Castle Peak - April 2019
A short overnighter with some of the boy scouts, and a good chance to test out some new gear! Participants: myself, Richard, Hagen, Jack, Mrs. Qiu, Mrs. Kao, and Mr. Liu. Big thanks to Mr. Liu and Hagen's dad+brother especially for driving! Some new gear I tried out: Scarpa Inverno (too warm haha, need to add more insoles to properly frontpoint), Black Diamond sabertooth crampons (old generation, the black ones, I messed with them in camp and they kept falling off the next day, oops!), Gregory Denali pro 115L (literally a whale, overkill but seems trusty and very comfortable with the 50 pounds I had on).
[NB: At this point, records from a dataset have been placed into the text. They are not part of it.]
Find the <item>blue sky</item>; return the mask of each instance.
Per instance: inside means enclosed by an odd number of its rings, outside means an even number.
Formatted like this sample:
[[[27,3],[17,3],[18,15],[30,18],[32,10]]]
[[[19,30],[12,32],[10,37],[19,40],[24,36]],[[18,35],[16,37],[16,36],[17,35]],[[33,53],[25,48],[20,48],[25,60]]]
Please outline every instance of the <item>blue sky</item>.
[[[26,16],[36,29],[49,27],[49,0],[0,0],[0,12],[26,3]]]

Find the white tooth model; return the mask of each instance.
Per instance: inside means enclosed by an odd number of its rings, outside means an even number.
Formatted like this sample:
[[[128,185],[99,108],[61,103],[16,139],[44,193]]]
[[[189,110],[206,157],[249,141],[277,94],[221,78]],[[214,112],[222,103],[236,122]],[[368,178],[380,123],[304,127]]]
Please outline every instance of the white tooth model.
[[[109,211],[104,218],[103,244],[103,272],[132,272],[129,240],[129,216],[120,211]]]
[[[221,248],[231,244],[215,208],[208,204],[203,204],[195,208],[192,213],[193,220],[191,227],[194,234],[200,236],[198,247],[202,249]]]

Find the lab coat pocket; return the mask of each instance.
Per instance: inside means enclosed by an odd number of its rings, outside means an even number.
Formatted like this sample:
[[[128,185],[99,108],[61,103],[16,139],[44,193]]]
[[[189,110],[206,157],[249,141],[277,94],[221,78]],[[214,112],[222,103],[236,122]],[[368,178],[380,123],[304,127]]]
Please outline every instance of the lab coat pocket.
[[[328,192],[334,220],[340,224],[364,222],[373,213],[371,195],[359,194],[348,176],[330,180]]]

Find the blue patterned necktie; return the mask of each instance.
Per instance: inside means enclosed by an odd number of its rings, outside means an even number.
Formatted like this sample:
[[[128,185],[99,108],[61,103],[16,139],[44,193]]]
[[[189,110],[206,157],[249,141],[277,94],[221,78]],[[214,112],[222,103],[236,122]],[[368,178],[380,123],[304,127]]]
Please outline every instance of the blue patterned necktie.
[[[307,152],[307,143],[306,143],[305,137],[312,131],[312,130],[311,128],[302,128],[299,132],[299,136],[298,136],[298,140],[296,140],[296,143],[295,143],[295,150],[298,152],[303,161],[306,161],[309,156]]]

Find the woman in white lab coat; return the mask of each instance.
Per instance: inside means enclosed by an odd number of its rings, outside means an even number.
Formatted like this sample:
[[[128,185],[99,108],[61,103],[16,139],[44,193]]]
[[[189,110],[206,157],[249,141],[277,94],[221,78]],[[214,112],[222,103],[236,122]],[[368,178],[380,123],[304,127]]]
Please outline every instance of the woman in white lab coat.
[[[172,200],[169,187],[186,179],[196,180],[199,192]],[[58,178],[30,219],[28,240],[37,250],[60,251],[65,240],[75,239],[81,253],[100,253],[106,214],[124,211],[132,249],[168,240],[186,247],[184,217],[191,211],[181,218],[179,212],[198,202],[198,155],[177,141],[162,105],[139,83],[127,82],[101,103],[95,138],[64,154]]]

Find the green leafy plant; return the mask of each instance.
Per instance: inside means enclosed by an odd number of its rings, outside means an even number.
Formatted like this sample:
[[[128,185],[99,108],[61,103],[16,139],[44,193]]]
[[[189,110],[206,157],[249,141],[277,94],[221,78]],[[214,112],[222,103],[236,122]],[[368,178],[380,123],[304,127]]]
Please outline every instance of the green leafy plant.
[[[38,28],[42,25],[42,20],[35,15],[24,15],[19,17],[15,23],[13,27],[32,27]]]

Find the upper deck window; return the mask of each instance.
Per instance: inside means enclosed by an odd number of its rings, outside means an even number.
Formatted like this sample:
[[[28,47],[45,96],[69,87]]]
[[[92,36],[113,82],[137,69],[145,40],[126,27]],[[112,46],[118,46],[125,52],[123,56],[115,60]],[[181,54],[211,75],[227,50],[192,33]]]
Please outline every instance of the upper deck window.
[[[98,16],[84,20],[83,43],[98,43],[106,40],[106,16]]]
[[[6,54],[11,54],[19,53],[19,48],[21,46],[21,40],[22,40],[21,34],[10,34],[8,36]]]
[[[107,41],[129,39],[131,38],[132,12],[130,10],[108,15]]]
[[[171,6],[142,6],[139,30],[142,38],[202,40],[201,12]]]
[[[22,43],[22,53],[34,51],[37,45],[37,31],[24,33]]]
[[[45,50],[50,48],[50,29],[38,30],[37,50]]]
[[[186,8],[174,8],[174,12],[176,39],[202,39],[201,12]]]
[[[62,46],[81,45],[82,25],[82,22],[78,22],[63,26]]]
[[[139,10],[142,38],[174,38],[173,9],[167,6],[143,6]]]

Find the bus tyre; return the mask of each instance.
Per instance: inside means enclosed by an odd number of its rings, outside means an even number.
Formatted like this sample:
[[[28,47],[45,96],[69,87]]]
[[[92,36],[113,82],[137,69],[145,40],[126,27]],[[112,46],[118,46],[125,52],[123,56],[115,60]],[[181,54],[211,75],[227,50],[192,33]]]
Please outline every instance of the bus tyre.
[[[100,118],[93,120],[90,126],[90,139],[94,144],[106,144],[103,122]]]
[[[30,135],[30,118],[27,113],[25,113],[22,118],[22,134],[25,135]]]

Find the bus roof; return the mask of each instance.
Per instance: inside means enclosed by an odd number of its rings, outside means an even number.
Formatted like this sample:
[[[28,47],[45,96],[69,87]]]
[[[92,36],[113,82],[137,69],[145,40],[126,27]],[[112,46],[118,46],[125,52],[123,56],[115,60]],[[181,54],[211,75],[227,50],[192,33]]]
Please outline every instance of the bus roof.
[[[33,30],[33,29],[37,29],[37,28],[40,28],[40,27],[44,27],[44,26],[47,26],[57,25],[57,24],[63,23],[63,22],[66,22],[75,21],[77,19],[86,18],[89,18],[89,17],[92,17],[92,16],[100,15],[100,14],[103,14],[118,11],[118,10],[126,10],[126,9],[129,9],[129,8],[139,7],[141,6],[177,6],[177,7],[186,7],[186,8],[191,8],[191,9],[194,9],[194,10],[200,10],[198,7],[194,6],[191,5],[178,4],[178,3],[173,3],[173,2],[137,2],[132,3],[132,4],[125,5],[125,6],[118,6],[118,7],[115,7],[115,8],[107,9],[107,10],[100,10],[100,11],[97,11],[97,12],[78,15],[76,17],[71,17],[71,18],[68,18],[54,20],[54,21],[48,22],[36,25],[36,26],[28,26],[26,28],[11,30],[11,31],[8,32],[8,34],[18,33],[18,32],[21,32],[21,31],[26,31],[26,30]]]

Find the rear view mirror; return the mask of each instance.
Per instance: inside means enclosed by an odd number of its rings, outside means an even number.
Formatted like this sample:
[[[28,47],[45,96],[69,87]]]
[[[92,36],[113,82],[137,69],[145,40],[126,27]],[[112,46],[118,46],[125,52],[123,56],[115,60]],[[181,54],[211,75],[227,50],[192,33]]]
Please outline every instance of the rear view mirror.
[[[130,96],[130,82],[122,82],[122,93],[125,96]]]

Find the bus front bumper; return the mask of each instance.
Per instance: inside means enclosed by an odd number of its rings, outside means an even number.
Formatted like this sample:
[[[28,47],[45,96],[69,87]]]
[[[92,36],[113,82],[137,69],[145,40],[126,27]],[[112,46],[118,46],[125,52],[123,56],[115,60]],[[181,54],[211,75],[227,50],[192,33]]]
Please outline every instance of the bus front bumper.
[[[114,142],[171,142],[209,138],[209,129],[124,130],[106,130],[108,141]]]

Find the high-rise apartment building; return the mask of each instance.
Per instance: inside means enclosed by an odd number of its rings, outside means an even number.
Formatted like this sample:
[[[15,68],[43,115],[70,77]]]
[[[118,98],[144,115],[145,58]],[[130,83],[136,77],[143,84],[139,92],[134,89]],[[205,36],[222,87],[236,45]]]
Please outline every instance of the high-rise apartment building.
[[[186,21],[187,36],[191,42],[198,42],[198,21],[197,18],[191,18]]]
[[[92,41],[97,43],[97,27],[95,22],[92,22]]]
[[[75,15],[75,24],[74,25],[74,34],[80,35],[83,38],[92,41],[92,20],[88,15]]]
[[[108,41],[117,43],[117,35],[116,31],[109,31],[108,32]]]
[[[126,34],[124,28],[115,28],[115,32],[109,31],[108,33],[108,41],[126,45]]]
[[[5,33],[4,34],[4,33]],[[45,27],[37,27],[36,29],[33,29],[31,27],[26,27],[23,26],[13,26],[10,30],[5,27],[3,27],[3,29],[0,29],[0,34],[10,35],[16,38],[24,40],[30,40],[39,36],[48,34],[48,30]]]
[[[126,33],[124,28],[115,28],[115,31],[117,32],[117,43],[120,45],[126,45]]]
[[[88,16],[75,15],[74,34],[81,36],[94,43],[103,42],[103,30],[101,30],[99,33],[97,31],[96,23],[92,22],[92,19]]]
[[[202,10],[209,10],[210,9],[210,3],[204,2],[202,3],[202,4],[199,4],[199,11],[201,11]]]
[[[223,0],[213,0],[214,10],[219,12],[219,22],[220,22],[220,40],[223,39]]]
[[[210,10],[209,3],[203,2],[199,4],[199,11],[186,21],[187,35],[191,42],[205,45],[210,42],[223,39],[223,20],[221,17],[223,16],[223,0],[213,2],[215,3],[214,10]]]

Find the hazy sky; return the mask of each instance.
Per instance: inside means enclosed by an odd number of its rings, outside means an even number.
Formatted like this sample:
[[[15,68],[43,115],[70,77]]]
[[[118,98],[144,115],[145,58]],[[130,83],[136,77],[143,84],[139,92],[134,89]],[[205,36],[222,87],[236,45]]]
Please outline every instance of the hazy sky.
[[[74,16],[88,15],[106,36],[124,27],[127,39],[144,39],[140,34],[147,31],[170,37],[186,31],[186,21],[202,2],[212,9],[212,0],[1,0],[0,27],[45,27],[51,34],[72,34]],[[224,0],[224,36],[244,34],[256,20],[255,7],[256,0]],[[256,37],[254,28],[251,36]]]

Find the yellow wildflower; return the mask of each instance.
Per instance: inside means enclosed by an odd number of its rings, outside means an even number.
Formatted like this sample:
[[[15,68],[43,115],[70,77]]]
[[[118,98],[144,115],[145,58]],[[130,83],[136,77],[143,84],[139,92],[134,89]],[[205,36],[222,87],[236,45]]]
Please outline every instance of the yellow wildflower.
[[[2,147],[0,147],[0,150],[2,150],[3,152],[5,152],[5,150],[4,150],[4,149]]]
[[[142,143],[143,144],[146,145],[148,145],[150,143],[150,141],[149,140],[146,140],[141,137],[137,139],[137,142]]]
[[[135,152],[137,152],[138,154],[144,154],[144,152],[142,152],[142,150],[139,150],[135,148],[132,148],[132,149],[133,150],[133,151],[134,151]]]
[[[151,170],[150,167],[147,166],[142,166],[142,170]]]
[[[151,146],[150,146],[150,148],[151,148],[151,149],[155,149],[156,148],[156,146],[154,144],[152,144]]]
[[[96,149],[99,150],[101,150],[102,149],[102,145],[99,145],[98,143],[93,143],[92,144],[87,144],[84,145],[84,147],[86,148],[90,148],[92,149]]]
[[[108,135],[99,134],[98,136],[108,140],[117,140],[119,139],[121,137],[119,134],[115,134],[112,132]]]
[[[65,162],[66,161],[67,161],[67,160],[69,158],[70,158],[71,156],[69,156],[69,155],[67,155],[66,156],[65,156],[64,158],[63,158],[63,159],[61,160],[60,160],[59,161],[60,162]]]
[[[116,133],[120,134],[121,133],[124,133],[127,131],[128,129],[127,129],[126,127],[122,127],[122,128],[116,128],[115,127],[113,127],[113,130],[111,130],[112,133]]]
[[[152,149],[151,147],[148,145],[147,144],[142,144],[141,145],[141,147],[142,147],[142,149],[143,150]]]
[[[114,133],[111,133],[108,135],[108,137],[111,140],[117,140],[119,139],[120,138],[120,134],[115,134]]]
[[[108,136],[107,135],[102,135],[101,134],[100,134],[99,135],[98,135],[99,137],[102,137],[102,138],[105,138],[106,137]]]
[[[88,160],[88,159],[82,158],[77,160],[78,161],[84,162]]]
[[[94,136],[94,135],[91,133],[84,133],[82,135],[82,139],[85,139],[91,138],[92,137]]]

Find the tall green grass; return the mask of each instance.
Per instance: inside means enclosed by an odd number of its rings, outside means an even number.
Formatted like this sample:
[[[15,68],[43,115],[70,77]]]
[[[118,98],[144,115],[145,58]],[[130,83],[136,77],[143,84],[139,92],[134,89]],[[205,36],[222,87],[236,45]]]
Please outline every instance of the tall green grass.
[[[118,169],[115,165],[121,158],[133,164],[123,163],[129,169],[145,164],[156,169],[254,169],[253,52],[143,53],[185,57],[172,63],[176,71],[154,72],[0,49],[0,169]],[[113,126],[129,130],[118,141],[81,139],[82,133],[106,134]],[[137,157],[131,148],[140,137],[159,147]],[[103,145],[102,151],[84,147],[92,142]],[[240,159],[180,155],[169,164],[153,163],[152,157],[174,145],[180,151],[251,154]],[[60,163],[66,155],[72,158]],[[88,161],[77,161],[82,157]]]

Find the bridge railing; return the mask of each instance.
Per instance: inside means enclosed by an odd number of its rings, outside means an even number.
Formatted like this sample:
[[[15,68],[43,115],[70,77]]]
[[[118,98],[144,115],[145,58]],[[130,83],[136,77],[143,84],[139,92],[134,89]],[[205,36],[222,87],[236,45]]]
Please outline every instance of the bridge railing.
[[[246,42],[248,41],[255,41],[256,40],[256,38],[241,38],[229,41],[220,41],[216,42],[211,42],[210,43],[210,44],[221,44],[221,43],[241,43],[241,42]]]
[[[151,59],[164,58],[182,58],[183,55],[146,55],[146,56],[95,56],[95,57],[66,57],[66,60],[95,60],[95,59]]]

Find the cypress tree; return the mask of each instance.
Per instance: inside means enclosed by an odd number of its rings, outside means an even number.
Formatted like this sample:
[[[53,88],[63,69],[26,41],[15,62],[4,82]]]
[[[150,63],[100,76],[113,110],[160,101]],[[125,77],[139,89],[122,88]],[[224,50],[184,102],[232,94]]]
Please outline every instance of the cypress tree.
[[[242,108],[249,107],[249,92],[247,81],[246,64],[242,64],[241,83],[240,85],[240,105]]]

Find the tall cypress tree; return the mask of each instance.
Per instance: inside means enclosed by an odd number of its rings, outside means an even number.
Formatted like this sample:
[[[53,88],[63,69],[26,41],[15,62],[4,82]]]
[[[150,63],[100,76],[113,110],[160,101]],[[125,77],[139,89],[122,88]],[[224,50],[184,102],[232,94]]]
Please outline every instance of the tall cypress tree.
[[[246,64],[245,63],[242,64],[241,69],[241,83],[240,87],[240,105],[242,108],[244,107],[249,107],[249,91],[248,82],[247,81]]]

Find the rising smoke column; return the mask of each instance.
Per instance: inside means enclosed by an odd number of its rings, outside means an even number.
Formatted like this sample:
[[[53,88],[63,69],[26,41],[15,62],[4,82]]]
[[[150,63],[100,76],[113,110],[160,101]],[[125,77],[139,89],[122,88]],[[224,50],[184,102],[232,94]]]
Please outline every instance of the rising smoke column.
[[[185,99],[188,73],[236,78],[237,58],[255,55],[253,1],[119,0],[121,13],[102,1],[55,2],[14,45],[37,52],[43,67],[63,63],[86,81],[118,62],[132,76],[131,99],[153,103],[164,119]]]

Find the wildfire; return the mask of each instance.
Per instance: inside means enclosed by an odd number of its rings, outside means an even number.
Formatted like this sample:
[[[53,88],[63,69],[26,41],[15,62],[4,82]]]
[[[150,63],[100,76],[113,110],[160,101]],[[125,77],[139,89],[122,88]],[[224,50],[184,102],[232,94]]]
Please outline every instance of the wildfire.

We began at the trailhead off I-80, then snowshoed about 2 miles to our campsite just below the pass west of Castle Peak.
weird trailhead
Sunset from camp
We were at camp by about 2 pm, so we had a lot of time to kill. We made nice snow walls for our tents, and Hagen even dug a little snow cave. We also dug a premium cooking and seating area for the seven of us. I told Jack the story of "Nate the snake," which he had never heard before. I managed to drag it out for a whole hour, and he was not happy at the end! We slept at 8pm, with the help of the melatonin I brought along.
We woke up at 4:00 the next day (3:30 for Hagen and I, not used to getting any more than 7 hours of sleep I guess), so it was a nice and fresh alpine start. The snow was nice and firm, but my crampons kept falling off for the first hundred feet. The previous night I had made them slightly larger because they weren't going on my boots properly (turns out I wasn't doing it right). Seems like they were in the correct position previously. I ditched them somewhere in the snow and came back for it once we were done.
fresh start
The moon was bright enough to see quite well at night!
Towards the end the slope angle began to exceed what some of us were comfortable with on our snowshoes. I'd guess some snowshoes were just designed for more moderate terrain. I think Mrs. Qiu slid down the slope for some distance when she tried to sit down, thankfully she managed to stop very quickly. After that we called it quits and went back down. We were about 150-200 feet off the summit.
The atmosphere was quite something to behold that day! For the entire climb the wind was pelting us with the tiny snow crystals blowing off the slopes, and we were climbing within a litle cloud for most of the time. As the sun rose, clouds began to develop on the hills below us, and their tops were tinted orange-pink in the sunrise.
A beautiful Easter sunrise covered by fog!
We came back down to our campsite at around 9 and packed up and headed back to the trailhead by 11.